Outro ponto que a Qualcomm expressou ao governo como fundamental com o 5G é a possibilidade de que empresas passem a desenvolver suas próprias redes de comunicação. “Hoje as empresas já têm seus sistemas próprios de PABS e WiFi, e o 5G é um caminho natural para aqueles setores que têm necessidades específicas de comunicação”, diz ele.

Nuvem e terminais

A Qualcomm também procurou passar a mensagem de que o 5G se inserirá em uma mudança na forma como as pessoas se relacionam com os serviços em nuvem. “Falamos de metaverso (com o governo) e sobre dispositivos de realidade virtual e aumentada, que vão demandar mais banda larga e uma mudança no tipo de dispositivos, com mais processamento em nuvem”.

A Qualcomm acredita que os dispositivos pessoais para além do smartphone estarão cada vez mais conectados à rede móvel e a convergência de serviços será maior. “O PC é hoje uma ferramenta de comunicação, que as pessoas usam para fazer reuniões e conferências. E cada vez mais veremos esses equipamentos se assemelharem a um smartphone nos seus componentes”.

Para Cristiano Amon, a atual falta de componentes para a indústria eletroeletrônica é um fator de atenção, mas a Qualcomm espera estar com a capacidade de suprimento da demanda equilibrada já no começo do ano. “O que aconteceu é que com a pandemia, as empresas projetaram uma recessão muito forte e suspenderam os planos de ampliação na capacidade de produção de componentes. Mas o mundo viveu uma transformação digital acelerada e a demanda acabou crescendo na pandemia. Negociamos com as fábricas que produzem os nossos chips uma ampliação de capacidade e ainda no primeiro trimestre de 2022 isso deve estar resolvido da nossa parte, mas o mundo deve enfrentar essa escassez até 2023”, disse Amon.

Sem fábrica no Brasil

Sobre os planos de uma fábrica no Brasil, a Qualcomm diz que eles foram revistos. “O que aconteceu é que com a pandemia e com a evolução de 5G, passou a fazer menos sentido uma fábrica para encapsular chips 4G no Brasil, por isso estamos focando nossos esforços agora em parcerias de transferência tecnológica em WiFi, IoT, FWA e 5G”, explica Amon.
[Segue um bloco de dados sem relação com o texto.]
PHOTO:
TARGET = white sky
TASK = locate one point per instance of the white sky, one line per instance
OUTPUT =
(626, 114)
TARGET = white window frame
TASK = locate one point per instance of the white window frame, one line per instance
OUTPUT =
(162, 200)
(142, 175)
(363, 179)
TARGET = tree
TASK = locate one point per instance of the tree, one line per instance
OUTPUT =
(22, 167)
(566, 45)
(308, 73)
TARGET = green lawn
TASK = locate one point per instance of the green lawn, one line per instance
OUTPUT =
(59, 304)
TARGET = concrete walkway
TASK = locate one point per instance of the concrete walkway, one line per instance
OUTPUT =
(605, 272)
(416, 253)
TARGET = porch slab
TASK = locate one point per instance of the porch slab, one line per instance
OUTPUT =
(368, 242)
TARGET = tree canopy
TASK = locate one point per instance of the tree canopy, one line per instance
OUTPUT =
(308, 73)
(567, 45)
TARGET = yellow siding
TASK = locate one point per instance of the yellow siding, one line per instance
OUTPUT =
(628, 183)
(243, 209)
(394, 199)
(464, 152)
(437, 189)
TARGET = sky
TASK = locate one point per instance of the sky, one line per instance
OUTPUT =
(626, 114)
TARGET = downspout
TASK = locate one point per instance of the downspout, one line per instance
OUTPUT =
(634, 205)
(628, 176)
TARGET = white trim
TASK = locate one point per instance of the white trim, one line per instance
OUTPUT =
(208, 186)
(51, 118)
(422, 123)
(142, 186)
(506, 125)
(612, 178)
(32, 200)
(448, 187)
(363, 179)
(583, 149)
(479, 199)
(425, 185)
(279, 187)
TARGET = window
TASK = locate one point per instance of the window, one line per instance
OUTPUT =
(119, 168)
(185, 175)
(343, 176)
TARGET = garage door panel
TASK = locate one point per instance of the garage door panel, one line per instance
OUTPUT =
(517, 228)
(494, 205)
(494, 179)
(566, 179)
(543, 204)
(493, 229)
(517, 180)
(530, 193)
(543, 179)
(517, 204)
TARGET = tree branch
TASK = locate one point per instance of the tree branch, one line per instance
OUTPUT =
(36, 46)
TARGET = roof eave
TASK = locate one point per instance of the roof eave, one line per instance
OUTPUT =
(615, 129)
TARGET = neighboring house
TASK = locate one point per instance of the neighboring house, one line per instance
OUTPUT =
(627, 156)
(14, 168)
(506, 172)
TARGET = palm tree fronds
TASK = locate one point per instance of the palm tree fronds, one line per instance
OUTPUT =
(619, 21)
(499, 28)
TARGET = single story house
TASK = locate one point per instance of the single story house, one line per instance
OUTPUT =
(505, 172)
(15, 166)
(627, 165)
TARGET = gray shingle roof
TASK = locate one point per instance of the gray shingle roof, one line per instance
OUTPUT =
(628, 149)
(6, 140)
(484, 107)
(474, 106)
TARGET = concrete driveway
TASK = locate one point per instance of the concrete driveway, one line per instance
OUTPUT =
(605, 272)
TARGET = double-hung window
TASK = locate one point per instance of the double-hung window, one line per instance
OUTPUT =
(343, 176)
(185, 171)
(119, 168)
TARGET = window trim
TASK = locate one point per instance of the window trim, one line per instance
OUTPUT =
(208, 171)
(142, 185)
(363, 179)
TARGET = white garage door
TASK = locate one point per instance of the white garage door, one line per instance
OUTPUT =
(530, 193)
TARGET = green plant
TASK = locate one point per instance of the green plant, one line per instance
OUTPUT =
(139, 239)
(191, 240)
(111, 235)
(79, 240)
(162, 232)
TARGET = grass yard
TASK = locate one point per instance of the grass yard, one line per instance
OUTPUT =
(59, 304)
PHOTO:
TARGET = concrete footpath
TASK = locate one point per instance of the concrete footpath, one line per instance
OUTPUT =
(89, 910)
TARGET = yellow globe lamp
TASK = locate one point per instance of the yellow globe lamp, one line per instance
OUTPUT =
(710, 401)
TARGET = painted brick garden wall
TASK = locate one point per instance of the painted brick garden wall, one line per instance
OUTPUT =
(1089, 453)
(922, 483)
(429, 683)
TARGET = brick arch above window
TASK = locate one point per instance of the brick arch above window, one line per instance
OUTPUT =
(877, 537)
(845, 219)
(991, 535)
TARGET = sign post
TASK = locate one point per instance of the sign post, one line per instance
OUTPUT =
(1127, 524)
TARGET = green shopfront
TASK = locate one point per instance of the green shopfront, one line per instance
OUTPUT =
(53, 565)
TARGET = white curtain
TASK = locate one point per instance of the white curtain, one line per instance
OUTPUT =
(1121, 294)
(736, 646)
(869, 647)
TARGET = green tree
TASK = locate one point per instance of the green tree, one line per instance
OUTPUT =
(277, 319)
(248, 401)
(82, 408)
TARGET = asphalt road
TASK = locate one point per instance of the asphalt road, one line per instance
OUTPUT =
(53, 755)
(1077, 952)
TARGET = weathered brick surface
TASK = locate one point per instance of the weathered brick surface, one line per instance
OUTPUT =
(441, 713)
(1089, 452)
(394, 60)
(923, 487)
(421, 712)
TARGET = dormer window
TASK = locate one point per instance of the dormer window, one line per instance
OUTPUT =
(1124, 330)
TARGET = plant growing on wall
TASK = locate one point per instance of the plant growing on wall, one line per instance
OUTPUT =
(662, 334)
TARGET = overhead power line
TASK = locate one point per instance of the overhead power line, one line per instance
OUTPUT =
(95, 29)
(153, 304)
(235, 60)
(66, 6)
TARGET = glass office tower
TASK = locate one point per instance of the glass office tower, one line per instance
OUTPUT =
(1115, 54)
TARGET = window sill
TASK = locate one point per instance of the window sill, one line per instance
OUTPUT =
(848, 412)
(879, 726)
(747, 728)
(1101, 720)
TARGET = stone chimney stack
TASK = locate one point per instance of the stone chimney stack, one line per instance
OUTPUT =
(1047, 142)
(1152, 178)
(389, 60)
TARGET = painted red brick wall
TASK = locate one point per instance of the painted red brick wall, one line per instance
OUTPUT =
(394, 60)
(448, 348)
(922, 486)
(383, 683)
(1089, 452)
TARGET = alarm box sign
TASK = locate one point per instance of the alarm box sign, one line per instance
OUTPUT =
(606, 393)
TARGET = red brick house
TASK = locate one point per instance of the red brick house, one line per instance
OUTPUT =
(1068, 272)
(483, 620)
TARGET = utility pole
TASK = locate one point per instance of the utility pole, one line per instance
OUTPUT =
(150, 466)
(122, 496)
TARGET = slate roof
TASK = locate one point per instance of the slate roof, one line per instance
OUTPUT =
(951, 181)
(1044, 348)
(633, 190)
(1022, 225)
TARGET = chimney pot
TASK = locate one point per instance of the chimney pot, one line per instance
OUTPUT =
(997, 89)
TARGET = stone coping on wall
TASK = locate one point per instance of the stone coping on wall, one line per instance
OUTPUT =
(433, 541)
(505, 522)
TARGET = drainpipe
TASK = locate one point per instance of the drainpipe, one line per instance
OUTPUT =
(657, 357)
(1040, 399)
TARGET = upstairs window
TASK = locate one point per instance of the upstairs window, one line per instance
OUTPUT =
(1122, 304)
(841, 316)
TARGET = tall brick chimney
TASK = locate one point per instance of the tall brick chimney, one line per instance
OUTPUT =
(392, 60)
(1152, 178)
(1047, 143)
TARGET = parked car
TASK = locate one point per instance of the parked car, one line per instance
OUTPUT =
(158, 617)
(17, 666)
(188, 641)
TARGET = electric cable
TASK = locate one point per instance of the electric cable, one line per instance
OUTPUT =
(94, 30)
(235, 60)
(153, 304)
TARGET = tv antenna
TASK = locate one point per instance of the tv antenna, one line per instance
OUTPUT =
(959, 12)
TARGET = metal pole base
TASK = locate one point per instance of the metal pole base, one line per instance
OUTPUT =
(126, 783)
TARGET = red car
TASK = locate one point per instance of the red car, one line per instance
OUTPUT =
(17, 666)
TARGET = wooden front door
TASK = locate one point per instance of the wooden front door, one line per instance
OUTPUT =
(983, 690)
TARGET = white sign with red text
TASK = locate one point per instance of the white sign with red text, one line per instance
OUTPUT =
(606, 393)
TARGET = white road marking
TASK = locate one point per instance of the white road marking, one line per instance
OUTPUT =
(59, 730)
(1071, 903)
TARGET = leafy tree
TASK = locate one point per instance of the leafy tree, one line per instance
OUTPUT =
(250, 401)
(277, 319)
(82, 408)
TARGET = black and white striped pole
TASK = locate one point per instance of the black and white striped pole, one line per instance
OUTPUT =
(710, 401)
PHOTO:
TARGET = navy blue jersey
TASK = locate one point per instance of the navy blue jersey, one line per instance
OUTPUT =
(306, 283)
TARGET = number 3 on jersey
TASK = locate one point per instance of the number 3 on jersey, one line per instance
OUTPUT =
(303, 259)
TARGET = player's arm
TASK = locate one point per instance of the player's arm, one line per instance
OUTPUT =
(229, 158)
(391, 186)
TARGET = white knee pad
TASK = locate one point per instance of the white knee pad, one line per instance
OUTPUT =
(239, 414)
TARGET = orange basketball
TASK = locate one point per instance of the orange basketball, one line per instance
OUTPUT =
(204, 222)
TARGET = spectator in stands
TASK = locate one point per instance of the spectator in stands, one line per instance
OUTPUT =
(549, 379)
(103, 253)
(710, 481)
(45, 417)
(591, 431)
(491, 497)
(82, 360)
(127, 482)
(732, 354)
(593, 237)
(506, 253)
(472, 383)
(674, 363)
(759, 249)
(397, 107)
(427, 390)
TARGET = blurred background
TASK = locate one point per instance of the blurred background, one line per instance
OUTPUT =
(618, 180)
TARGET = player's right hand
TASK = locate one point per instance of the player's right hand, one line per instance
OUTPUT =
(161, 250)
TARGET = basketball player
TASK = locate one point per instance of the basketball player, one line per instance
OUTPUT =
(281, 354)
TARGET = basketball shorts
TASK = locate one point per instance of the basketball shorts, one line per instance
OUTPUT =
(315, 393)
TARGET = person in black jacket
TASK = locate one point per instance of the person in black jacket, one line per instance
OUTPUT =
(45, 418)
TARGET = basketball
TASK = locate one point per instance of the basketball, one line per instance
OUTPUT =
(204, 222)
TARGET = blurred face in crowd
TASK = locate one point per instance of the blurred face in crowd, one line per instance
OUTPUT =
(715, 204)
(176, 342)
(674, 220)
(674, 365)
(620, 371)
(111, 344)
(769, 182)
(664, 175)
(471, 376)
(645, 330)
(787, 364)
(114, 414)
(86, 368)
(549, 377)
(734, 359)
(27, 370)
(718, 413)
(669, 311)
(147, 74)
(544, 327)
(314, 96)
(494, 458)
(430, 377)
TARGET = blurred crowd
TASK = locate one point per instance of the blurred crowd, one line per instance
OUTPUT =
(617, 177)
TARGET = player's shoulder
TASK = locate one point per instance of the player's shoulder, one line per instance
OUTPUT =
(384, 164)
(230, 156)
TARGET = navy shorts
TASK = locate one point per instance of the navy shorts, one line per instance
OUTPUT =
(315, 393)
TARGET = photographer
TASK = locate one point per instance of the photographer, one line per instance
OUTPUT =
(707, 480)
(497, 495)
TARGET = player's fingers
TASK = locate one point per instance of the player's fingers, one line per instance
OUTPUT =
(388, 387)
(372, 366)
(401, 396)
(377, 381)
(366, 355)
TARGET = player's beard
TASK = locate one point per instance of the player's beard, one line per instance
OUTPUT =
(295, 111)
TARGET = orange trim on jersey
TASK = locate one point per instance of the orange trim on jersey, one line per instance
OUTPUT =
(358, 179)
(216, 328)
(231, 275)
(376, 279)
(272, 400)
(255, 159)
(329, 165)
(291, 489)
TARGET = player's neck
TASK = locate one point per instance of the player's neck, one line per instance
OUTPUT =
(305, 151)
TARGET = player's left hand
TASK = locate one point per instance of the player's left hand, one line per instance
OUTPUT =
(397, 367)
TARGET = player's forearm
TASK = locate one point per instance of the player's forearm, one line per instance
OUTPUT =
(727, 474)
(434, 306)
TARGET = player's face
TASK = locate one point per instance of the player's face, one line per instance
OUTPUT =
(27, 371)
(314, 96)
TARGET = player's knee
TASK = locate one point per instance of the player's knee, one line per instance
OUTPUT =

Também pesaram contra as restrições a alguns incentivos originalmente previstos decorrente das negociações do Brasil na OMC.

Para ele, a possibilidade de o Brasil entrar na corrida global da indústria de semicondutores é possível, mas é necessário um volume muito grande de investimentos. Ele exemplifica com o Chip Act dos EUA, pelo qual o governo norte-americano está conduzindo um programa que prevê mais de US$ 50 bilhões nesse segmento. “Existe uma grande demanda por semicondutores no mundo e é possível participar desse jogo, talvez não com tecnologia de ponta, mas requer muito investimento”.

Para Cristiano Amon, as questões geopolíticas envolvendo as relações entre China e EUA não estão atrapalhando os planos da Qualcomm. “Nós somos um bom exemplo de como é possível haver um ambiente de parcerias privadas entre EUA e China e elas funcionam muito bem, com respeito à propriedade intelectual e aos royalties. Seguimos as limitações estabelecidas (pelo governo dos EUA) em relação à Huawei enquanto elas não mudarem”.